In the 1951 census, the Punjabi-speaking community in Kashmir, which included both Sikhs and Hindus, numbered 1,827,971 individuals, accounting for approximately 40 percent or two out of every five people in the total recorded population of 4.6 million for the entire Kashmir region. However, there has been a consistent decrease in the Punjabi-speaking population, especially among the Sikh community, in Jammu and Kashmir since that time. According to the 2021 estimates, the Sikh population stands at 234,848 individuals, while the Hindu population is recorded at 3,566,674.

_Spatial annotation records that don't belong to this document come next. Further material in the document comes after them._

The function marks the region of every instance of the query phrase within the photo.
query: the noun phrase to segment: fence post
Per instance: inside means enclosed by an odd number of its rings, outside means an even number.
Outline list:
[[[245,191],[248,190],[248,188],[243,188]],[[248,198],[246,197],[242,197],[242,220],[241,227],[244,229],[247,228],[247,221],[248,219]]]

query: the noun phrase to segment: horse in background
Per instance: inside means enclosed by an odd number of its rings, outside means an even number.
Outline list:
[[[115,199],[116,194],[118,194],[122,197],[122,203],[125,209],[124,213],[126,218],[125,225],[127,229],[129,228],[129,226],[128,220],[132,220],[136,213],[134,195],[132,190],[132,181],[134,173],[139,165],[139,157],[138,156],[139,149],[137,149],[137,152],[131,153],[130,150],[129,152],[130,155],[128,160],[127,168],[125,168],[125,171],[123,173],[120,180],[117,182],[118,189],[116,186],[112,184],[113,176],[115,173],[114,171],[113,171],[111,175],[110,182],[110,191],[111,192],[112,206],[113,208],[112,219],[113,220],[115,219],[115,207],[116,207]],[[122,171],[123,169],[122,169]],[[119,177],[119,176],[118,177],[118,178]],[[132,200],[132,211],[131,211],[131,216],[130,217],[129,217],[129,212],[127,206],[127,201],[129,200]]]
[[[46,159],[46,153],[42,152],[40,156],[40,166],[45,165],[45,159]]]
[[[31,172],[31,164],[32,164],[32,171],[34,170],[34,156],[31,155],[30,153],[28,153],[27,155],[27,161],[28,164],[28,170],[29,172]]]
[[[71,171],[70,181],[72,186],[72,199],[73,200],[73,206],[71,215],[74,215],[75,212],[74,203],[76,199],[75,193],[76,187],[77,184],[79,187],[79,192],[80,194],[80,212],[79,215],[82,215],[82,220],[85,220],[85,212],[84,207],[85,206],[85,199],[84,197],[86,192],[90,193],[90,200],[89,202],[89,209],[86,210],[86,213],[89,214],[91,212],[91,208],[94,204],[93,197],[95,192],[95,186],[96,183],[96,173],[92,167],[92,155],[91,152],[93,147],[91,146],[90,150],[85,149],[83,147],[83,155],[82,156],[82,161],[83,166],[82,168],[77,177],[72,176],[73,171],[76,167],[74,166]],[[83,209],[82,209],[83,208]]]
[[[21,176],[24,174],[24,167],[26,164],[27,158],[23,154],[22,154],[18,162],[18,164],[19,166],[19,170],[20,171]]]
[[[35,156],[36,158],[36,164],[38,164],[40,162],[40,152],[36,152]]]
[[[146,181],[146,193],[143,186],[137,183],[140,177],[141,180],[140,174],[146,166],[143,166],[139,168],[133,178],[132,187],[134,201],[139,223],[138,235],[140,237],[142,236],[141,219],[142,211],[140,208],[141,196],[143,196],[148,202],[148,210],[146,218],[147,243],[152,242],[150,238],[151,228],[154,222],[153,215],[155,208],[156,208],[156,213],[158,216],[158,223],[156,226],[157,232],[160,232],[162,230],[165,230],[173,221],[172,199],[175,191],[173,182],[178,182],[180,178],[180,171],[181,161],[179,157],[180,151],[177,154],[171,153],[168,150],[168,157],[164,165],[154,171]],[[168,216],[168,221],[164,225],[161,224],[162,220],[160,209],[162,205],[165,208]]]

The Sikh population in Jammu and Kashmir is estimated to be between 100,000 (as reported by The Hindu on February 13, 1998) and 180,000 (as reported by The Tribune on October 4, 1998). This Sikh population constitutes approximately 1.3 percent of the overall population, which stands at 13 million (as per Kashmir.net, no specific date provided). According to The Tribune, a newspaper based in Chandigarh, the Sikh community in Jammu and Kashmir faces divisions due to the proliferation of community organizations, with a recent example being the split between the J&K Akali Dal and the Gurdwara Prabandhak Board (reported on October 4, 1998).

== Notable people ==
- Banda Singh Bahadur, a Sikh leader who led significant military campaigns against the Mughal Empire in the early 18th century.
- Akali Kaur Singh Nihang - Kaur Singh (formerly recognized as Puran Singh) stood as a distinguished figure among the prominent Sikh individuals of Jammu and Kashmir, renowned for his contributions as a religious preacher and scholar. He authored notable works such as Guru Shabad Ratan Prakash and various other literary endeavors.

== Religious institutions ==
Jammu and Kashmir is home to several historic and significant Sikh gurdwaras (places of worship), including the Chatti Patshahi Gurdwara in Srinagar and the Gurdwara Shri Guru Nanak Dev Ji in Jammu. These gurdwaras are not only places of worship but also centers of community and cultural activities for the Sikh population.